Algumas coisas materiais tornam minha vida mais agradável; muitas, no entanto, não o fariam. Gosto de ter um avião particular caro, mas possuir meia dúzia de casas seria um fardo. Muitas vezes, uma vasta coleção de bens acaba possuindo seu dono. O bem que mais valorizo, além da saúde, são amigos interessantes, diversos e de longa data.
Minha riqueza veio de uma combinação de morar nos Estados Unidos, alguns genes de sorte e juros compostos.
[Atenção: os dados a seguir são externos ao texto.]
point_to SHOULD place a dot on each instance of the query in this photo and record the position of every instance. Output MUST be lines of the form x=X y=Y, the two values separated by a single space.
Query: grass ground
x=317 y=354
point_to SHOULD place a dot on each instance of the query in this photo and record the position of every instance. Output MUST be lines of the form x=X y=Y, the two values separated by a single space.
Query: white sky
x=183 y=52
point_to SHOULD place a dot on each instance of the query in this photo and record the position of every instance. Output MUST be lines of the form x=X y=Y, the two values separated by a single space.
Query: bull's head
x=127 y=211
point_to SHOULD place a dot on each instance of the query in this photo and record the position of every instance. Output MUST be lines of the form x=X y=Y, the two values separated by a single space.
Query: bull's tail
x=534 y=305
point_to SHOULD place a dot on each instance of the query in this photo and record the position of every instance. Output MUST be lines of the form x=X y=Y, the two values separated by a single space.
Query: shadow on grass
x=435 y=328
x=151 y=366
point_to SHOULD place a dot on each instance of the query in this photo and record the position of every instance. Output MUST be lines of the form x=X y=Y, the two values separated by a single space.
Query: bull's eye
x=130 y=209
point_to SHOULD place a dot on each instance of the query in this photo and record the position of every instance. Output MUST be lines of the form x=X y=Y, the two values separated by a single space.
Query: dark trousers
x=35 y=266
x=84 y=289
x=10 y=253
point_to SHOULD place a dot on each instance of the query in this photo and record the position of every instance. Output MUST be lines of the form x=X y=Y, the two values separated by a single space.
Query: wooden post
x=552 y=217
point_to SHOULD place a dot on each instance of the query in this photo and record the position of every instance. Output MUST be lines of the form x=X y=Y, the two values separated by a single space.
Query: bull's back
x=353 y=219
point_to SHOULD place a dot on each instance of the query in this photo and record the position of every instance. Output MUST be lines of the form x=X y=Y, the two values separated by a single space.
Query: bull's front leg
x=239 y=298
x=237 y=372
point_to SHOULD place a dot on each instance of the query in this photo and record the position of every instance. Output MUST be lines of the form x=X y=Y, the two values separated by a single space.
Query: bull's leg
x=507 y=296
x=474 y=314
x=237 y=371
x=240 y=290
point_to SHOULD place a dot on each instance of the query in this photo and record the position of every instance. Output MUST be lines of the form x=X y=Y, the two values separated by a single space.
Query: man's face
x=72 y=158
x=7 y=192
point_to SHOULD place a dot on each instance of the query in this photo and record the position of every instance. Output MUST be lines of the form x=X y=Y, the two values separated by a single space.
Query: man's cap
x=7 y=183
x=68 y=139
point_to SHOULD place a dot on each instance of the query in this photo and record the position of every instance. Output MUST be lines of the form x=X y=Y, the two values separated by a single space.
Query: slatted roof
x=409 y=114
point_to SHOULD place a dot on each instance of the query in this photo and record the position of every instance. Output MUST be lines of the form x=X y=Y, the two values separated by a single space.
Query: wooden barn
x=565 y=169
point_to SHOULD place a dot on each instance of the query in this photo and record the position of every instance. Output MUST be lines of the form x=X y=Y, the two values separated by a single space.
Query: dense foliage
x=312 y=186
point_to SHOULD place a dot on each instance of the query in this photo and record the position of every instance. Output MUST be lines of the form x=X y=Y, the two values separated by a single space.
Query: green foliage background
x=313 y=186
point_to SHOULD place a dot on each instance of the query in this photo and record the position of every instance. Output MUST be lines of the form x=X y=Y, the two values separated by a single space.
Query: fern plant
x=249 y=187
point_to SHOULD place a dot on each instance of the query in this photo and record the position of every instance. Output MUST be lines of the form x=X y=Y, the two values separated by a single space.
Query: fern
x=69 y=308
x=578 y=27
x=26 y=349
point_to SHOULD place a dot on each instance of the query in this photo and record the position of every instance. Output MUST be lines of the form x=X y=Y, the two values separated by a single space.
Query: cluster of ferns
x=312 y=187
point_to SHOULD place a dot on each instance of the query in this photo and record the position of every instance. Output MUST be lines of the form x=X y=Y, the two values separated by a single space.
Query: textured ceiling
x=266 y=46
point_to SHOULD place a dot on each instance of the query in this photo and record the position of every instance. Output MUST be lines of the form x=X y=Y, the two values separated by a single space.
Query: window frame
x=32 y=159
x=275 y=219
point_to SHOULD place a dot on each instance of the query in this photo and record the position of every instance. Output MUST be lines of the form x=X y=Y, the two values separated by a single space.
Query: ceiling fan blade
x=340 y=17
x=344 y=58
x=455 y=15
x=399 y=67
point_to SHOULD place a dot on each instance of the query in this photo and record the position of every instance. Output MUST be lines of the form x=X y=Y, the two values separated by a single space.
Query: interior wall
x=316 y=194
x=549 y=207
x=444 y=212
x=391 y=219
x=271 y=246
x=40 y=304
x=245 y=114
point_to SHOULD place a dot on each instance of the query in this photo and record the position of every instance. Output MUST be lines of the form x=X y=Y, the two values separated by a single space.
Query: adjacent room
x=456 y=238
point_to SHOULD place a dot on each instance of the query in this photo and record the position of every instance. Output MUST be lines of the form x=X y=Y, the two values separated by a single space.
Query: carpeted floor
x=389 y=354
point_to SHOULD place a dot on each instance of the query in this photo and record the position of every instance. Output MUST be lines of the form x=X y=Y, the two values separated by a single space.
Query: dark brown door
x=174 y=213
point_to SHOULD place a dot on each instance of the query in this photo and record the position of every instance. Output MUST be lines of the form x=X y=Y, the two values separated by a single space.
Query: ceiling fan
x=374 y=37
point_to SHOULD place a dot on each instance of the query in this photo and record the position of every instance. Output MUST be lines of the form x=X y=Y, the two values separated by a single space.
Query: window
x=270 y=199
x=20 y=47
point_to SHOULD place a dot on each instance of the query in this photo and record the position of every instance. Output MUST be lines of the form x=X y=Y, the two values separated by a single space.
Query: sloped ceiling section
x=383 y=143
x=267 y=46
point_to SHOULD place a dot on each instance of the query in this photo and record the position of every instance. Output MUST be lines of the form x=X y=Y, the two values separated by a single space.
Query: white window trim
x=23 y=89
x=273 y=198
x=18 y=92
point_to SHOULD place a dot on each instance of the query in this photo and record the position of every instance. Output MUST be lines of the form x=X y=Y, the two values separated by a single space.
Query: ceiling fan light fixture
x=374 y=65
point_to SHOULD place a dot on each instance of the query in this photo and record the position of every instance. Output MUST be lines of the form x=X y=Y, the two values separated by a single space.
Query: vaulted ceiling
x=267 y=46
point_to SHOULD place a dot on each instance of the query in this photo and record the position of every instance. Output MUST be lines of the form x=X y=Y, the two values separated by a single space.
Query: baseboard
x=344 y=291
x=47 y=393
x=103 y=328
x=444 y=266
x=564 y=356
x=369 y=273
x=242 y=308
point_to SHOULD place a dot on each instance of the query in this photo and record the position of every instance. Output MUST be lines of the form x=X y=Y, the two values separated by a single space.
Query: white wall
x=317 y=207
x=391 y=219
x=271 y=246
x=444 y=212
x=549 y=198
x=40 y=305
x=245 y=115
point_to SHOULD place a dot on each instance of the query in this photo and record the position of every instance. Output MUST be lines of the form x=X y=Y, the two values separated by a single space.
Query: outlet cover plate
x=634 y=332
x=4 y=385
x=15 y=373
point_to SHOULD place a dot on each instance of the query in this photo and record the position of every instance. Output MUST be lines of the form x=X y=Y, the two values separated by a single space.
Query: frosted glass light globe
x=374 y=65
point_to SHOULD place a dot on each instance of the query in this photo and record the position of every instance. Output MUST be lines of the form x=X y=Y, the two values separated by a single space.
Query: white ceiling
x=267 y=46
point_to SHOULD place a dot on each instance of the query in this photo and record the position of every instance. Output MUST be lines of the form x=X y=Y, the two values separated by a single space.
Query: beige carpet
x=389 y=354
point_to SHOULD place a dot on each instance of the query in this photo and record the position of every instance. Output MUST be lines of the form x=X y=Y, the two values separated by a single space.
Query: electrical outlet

Meus filhos e eu ganhamos o que chamo de loteria dos ovários. (Para começar, as chances de meu nascimento em 1930 ter ocorrido nos EUA eram de pelo menos 30 para 1. O fato de eu ser homem e branco também removeu enormes obstáculos que a maioria dos americanos enfrentava na época.)
Minha sorte foi acentuada por viver em um sistema de mercado que às vezes produz resultados distorcidos, embora, no geral, sirva bem ao nosso país. Trabalhei em uma economia que recompensa com uma medalha quem salva a vida de outras pessoas no campo de batalha, recompensa um ótimo professor com bilhetes de agradecimento dos pais, mas recompensa aqueles que conseguem detectar a precificação incorreta de títulos com somas que chegam a bilhões. Em suma, a distribuição de palhinhas longas do destino é extremamente caprichosa.
A reação da minha família e minha à nossa extraordinária sorte não é de culpa, mas sim de gratidão. Se usássemos mais de 1% dos meus cheques de reembolso em nós mesmos, nem nossa felicidade, nem nosso bem-estar seriam melhorados. Em contraste, os 99% restantes podem ter um impacto enorme na saúde e no bem-estar de outras pessoas. Essa realidade define um rumo óbvio para mim e minha família: ficar com tudo o que possamos precisar e distribuir o restante para a sociedade, para suas necessidades. Meu compromisso nos inicia nesse caminho.”
Este conteúdo foi originalmente publicado em Aposentado, Warren Buffett promete doar mais de 99% da fortuna no site CNN Brasil.